Bill Gates‘ favorite book

Of course, Bill Gates has many book recommendations, but this is one of his favorite books. The book’s title is Business Adventures by John Brooks and it has about 464 pages, so it will take like weeks to read it, if you are consistent. Better to read this summary of Business Adventures, which takes you about 15 minutes to read. It is one of the New York Times bestseller books and it describes 12 business stories, where you can learn from their mistakes. Although those stories happened in the 50s and 60s, Bill Gates still recommended it, when he read it in 1991. An evergreen insight. This is what Bill Gates wrote on his blog: „Business Adventures is as much about the strengths and weaknesses of leaders in challenging circumstances as it is about the particulars of one business or another. In that sense, it is still relevant not despite its age but because of it. John Brooks’s work is really about human nature, which is why it has stood the test of time.“ So without further ado, let’s dive into this Business Adventures Summary.

1.) The title of this story is: The Fluctuation. On 28th May 1962, there was a stock market crash, where it lost $20 billion within 3 days and then recovered completely. Investors panicked, so they sold all their shares, which caused a chain reaction. A bigger sell-off by other investors. What we can learn from this story is, that facts were less important. It was panic, which caused the sell-offs. That is why Warren Buffet, who is the star investor of all time, called the stock market as manic depressive. What he means by that, that the stock market is very emotional.

2.) The next story is called the fate of the Edsel in the 1950s. The Edsel is an automobile top product of Ford comparable to the Golf of Volkswagen, which supposed to be Ford’s flagship, but it ended up as one of the ugliest cars ever and one of the worst products failures. There are a few reasons for this. In 1955, the American auto industry was booming and the national income was increasing too. At that time, the medium-priced cars were in demand, which the Edsel also aimed at, but it was launched in 1958, where the market wanted smaller and cheaper cars. Because it did not sell well, the company lost $250 million in development, manufacturing, and marketing. In today’s money, it would be around $2 billion. The lesson here is to implement as fast as possible, what the market wanted before it changes. Maybe that is why the lean method is very popular nowadays.

3.) The next story is called The Federal Income Tax. The income tax should be the same way as in 1913. Warren Buffet is one of the world’s richest people on the planet, but he admits, that his tax rate is lower than that of his secretary. That is a very unfair tax system right now. Well, the only lesson here is just to do a do-over.

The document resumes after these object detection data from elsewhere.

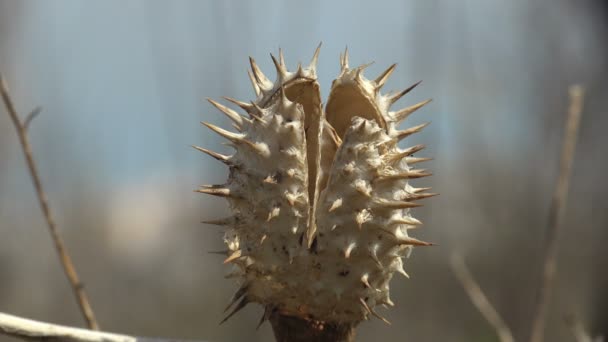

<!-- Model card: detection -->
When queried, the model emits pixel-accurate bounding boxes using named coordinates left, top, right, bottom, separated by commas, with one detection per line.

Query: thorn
left=393, top=99, right=433, bottom=122
left=249, top=57, right=270, bottom=88
left=202, top=122, right=270, bottom=157
left=255, top=305, right=272, bottom=330
left=355, top=209, right=372, bottom=229
left=388, top=81, right=422, bottom=106
left=266, top=207, right=281, bottom=222
left=195, top=188, right=233, bottom=197
left=201, top=216, right=236, bottom=226
left=406, top=192, right=439, bottom=201
left=279, top=48, right=287, bottom=69
left=396, top=122, right=431, bottom=140
left=398, top=237, right=435, bottom=246
left=192, top=145, right=230, bottom=164
left=224, top=285, right=248, bottom=312
left=207, top=249, right=229, bottom=255
left=308, top=42, right=323, bottom=71
left=220, top=296, right=249, bottom=325
left=328, top=198, right=342, bottom=213
left=201, top=122, right=245, bottom=143
left=344, top=242, right=357, bottom=259
left=405, top=157, right=433, bottom=165
left=390, top=216, right=422, bottom=226
left=222, top=96, right=253, bottom=113
left=374, top=199, right=422, bottom=209
left=374, top=63, right=397, bottom=91
left=207, top=98, right=245, bottom=130
left=247, top=70, right=262, bottom=96
left=270, top=53, right=287, bottom=80
left=361, top=273, right=372, bottom=289
left=285, top=191, right=298, bottom=207
left=224, top=249, right=243, bottom=264
left=355, top=62, right=374, bottom=78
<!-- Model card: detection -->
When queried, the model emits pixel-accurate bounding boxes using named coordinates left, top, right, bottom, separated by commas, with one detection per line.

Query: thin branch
left=0, top=312, right=203, bottom=342
left=530, top=85, right=585, bottom=342
left=0, top=74, right=99, bottom=330
left=451, top=254, right=515, bottom=342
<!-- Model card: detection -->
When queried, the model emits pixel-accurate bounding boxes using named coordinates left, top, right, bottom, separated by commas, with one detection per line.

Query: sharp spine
left=396, top=122, right=431, bottom=140
left=207, top=99, right=246, bottom=130
left=388, top=81, right=422, bottom=106
left=192, top=145, right=230, bottom=164
left=374, top=64, right=397, bottom=91
left=392, top=99, right=432, bottom=122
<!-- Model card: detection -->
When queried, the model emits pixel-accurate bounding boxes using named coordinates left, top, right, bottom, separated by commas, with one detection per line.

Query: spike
left=355, top=209, right=372, bottom=229
left=374, top=64, right=397, bottom=90
left=388, top=81, right=422, bottom=106
left=247, top=70, right=262, bottom=96
left=224, top=284, right=248, bottom=312
left=222, top=96, right=253, bottom=113
left=375, top=169, right=432, bottom=181
left=207, top=249, right=230, bottom=255
left=342, top=46, right=348, bottom=69
left=195, top=188, right=234, bottom=197
left=373, top=198, right=422, bottom=209
left=202, top=122, right=270, bottom=157
left=344, top=242, right=357, bottom=259
left=279, top=48, right=287, bottom=69
left=220, top=296, right=249, bottom=324
left=202, top=216, right=236, bottom=226
left=398, top=237, right=435, bottom=247
left=255, top=305, right=272, bottom=330
left=405, top=192, right=439, bottom=201
left=201, top=122, right=245, bottom=143
left=389, top=216, right=422, bottom=226
left=405, top=157, right=433, bottom=165
left=355, top=62, right=374, bottom=78
left=410, top=188, right=432, bottom=194
left=392, top=99, right=433, bottom=122
left=270, top=53, right=287, bottom=83
left=207, top=98, right=246, bottom=130
left=369, top=245, right=382, bottom=268
left=224, top=249, right=243, bottom=264
left=192, top=145, right=230, bottom=164
left=266, top=207, right=281, bottom=222
left=249, top=57, right=271, bottom=88
left=328, top=198, right=342, bottom=213
left=361, top=273, right=372, bottom=289
left=308, top=42, right=323, bottom=71
left=397, top=122, right=431, bottom=140
left=285, top=191, right=299, bottom=207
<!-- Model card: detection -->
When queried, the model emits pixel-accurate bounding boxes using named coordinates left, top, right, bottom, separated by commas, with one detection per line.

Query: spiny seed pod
left=197, top=46, right=435, bottom=337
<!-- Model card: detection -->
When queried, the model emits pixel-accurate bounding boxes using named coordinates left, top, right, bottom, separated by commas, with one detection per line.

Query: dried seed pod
left=197, top=44, right=434, bottom=326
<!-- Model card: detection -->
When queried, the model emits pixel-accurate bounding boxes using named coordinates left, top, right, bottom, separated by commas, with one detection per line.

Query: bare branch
left=0, top=74, right=99, bottom=330
left=0, top=312, right=203, bottom=342
left=530, top=85, right=585, bottom=342
left=451, top=254, right=515, bottom=342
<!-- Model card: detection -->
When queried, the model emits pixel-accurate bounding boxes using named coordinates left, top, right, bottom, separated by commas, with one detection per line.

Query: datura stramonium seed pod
left=197, top=46, right=435, bottom=336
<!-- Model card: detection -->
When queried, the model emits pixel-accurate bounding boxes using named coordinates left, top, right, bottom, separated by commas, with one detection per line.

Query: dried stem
left=530, top=85, right=585, bottom=342
left=270, top=312, right=355, bottom=342
left=0, top=312, right=202, bottom=342
left=0, top=75, right=99, bottom=330
left=451, top=255, right=514, bottom=342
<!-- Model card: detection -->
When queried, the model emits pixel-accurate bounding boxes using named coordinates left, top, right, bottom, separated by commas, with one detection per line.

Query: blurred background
left=0, top=0, right=608, bottom=341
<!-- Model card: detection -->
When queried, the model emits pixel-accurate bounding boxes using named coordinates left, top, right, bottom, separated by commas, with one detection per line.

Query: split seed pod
left=198, top=48, right=435, bottom=324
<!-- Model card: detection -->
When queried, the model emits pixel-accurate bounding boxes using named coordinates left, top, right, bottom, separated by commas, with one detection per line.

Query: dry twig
left=530, top=85, right=585, bottom=342
left=451, top=254, right=514, bottom=342
left=0, top=74, right=99, bottom=330
left=0, top=312, right=203, bottom=342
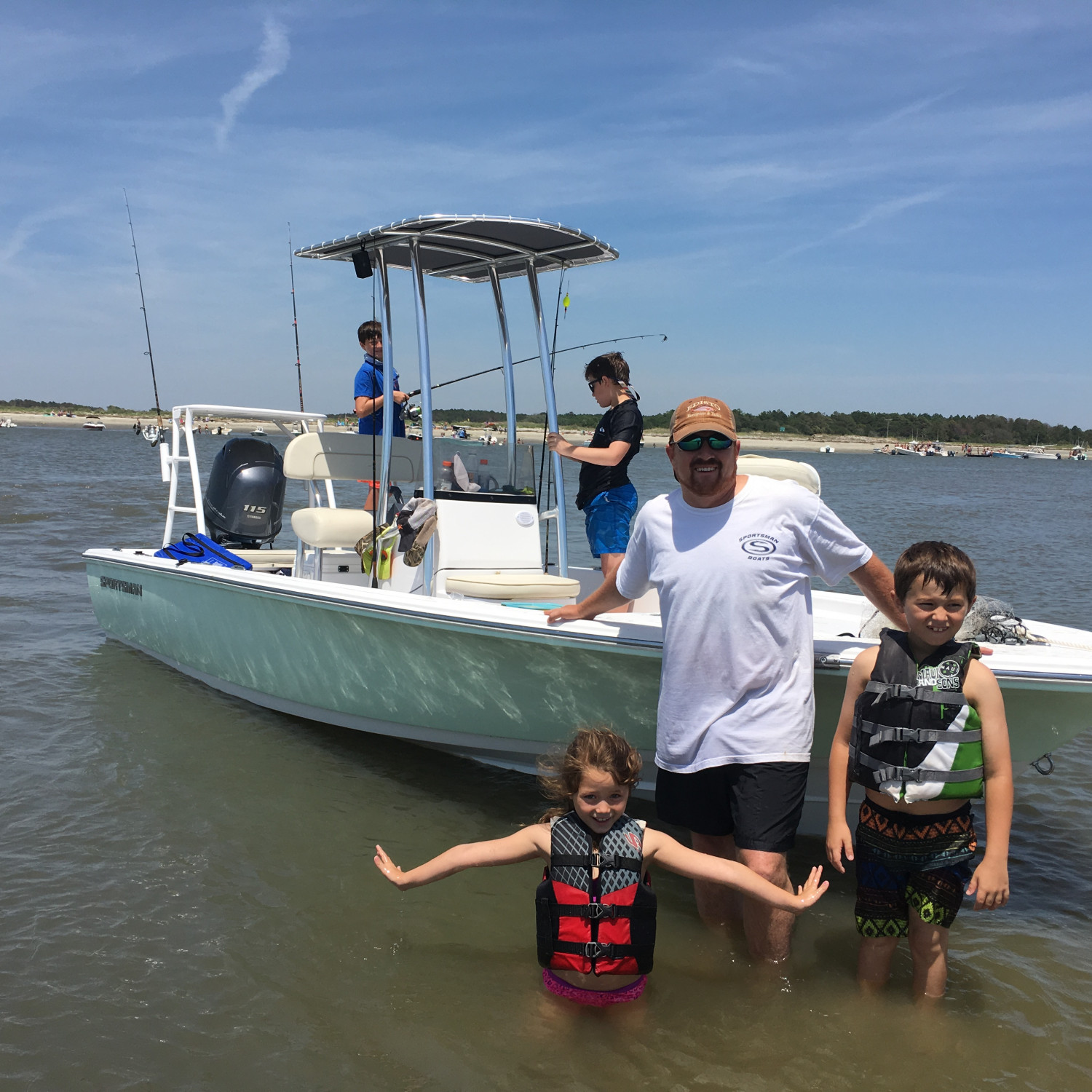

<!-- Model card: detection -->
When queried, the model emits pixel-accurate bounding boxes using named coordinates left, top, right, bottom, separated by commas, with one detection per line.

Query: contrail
left=216, top=17, right=290, bottom=149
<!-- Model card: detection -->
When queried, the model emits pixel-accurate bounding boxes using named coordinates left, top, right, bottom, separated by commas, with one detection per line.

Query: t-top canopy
left=296, top=213, right=618, bottom=283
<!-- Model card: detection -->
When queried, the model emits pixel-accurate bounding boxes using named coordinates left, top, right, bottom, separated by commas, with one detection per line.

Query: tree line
left=0, top=399, right=1092, bottom=447
left=422, top=410, right=1092, bottom=446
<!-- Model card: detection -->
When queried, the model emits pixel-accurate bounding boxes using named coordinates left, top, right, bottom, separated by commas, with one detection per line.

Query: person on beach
left=546, top=353, right=644, bottom=580
left=827, top=542, right=1013, bottom=1000
left=375, top=727, right=828, bottom=1007
left=548, top=397, right=901, bottom=962
left=353, top=319, right=410, bottom=436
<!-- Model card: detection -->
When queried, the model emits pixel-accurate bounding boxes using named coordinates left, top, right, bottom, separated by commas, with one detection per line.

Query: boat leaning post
left=371, top=247, right=395, bottom=539
left=411, top=238, right=436, bottom=592
left=489, top=266, right=515, bottom=483
left=528, top=258, right=569, bottom=577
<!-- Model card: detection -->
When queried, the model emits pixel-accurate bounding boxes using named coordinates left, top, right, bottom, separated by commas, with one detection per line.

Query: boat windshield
left=426, top=437, right=535, bottom=502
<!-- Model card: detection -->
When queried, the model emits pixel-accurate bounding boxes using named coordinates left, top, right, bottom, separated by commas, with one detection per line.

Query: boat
left=84, top=216, right=1092, bottom=834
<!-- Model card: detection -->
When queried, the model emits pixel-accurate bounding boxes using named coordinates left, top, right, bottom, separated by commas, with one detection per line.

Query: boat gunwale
left=83, top=547, right=1092, bottom=692
left=83, top=547, right=663, bottom=659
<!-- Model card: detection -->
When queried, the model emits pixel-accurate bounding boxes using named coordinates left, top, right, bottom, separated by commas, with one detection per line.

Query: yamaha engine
left=205, top=437, right=285, bottom=550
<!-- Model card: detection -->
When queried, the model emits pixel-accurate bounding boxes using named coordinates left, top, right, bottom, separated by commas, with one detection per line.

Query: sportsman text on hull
left=535, top=812, right=657, bottom=974
left=850, top=629, right=983, bottom=803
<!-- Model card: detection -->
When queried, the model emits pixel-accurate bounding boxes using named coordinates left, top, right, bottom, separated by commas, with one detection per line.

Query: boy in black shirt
left=546, top=353, right=644, bottom=580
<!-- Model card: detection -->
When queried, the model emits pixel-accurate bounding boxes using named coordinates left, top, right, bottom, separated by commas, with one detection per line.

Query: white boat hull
left=85, top=550, right=1092, bottom=834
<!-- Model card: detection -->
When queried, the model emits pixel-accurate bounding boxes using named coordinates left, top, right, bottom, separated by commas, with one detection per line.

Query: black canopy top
left=296, top=213, right=618, bottom=283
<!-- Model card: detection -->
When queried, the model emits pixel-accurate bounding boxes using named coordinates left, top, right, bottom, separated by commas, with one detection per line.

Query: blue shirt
left=353, top=353, right=406, bottom=436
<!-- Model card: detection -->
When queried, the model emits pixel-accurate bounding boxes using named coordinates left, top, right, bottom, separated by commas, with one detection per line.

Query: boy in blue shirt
left=353, top=319, right=410, bottom=436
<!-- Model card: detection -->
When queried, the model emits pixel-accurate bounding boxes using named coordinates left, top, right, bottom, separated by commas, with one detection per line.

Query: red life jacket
left=535, top=812, right=657, bottom=974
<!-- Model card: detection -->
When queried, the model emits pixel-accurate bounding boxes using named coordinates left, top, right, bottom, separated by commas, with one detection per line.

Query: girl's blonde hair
left=539, top=724, right=641, bottom=823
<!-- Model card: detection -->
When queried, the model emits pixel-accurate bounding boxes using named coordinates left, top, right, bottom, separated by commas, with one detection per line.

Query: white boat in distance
left=84, top=216, right=1092, bottom=834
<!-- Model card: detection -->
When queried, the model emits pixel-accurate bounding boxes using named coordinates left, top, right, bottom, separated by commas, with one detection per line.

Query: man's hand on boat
left=545, top=574, right=629, bottom=624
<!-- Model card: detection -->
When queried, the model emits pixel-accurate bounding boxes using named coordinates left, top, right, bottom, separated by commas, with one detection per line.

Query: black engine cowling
left=205, top=437, right=285, bottom=550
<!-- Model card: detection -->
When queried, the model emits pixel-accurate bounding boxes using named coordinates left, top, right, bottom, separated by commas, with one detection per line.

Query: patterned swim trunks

4.) The next story is called a reasonable amount of time. Before 1959, there were no insider trading laws. There was a case, where the company called Texas Gulf Sulphur found valuable metals and minerals in the ground. They decided to keep quiet about it first, so the employees and executives bought up the company’s shares. When the company finally announced the news about their find, their shares shot to the roof and all shareholders got rich. At that time the Securities and Exchange Commission took action and charged them with insider trading. Since then companies required to give the public a reasonable time to react on financial news, before insiders are allowed to trade shares. The lesson here is, that the free market economy with their invisible hands can not solve everything. That is why the government has to intervene. Another example of market failure would be monopolies. That is why there competition regulators. One of the most recent examples is, that Google was hit with a new antitrust fine from the European Union with €1.5 billion, because customers of its AdSense business were forced not to accept advertising from rival search engines. The previous year Google was fined €4.34 billion, because Google forced smartphone manufacturers to pre-install Google’s search and browser apps on devices using its Android operating system.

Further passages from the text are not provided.